Consolidated net sales for long, flat and other products in first-half rose 2% to EGP 25.9 billion ($1.59 billion).

The Middle East and North Africa’s largest independent steel producer said the rise was due to long sales increasing 8 percent to 20 billion pounds which was partly offset by a fall in flat sales of 16 percent to 5.58 billion pounds.

Other product sales were posted at 304 million pounds though the company did not provide year-on year comparative numbers.

“The decline in flat sales was particularly evident in the domestic markets,” Ezz Steel said in a statement Friday. “Prices declined across both long and flat steel, as well as in Egypt and the international market, during the first half of 2019.”

“However, in general, the decline slowed in the second quarter,” the company added.

Ezz Steel’s pre-tax first-half earnings (EBIDTA) totaled EGP 660 million ($40.5 million), a sharp 81 percent fall.

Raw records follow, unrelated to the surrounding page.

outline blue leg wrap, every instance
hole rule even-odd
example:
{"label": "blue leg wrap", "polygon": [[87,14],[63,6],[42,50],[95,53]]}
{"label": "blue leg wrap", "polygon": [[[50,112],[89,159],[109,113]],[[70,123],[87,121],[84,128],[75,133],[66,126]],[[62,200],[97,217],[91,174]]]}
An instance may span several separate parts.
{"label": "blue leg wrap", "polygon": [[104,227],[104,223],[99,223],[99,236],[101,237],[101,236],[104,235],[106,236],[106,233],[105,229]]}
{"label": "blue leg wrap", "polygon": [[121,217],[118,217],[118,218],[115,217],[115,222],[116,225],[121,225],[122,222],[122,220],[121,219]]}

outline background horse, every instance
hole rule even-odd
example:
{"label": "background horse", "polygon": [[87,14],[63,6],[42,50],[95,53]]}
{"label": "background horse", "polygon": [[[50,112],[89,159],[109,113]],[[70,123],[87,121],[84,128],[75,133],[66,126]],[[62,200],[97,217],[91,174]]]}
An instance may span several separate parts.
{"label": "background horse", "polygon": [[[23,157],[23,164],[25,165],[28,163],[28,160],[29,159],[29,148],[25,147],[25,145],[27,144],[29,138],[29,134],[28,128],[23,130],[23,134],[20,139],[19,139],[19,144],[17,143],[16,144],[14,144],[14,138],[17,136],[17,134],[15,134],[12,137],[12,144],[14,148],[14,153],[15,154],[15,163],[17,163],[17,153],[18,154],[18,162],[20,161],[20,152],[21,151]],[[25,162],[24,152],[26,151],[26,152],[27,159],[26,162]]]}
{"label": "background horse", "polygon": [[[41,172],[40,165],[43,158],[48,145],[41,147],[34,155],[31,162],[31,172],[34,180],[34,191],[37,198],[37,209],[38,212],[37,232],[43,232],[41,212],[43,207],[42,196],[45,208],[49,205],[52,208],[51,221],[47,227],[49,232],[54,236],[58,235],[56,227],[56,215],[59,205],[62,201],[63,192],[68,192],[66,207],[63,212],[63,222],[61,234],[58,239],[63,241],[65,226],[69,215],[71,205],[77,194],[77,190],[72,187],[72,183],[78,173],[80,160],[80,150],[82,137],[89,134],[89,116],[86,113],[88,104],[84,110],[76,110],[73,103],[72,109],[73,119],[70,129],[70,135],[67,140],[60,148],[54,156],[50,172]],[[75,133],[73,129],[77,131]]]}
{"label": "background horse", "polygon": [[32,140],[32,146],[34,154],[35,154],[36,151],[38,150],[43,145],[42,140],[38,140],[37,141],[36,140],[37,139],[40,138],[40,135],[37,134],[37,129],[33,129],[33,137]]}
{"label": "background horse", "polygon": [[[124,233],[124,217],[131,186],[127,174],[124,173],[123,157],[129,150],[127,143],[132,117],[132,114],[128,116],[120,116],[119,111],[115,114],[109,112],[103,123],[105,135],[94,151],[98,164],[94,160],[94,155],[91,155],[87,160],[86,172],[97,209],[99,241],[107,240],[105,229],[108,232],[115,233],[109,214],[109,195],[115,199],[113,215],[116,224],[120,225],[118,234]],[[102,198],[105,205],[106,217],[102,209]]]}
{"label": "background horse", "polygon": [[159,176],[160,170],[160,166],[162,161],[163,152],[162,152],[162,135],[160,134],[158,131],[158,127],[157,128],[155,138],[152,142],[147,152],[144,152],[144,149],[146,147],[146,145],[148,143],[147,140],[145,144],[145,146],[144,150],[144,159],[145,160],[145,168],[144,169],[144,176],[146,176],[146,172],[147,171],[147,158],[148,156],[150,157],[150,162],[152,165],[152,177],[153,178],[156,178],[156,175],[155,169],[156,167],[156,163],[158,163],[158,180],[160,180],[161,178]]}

Ezz Steel Managing Director Paul Chekaiban said that “while again showing the operational efficiency of our plants along with the steel sector globally, we continued to suffer from the falling price of steel products and the rising costs of iron ore pellets.”

“This pressure was increased by the exceptionally high costs of funding and energy in Egypt,” he said.

Chekaiban added: “Looking forward, we expect a gradual relief from the adverse circumstances affecting our company, allowing us to fully benefit from the continued improvement of our operational performance.”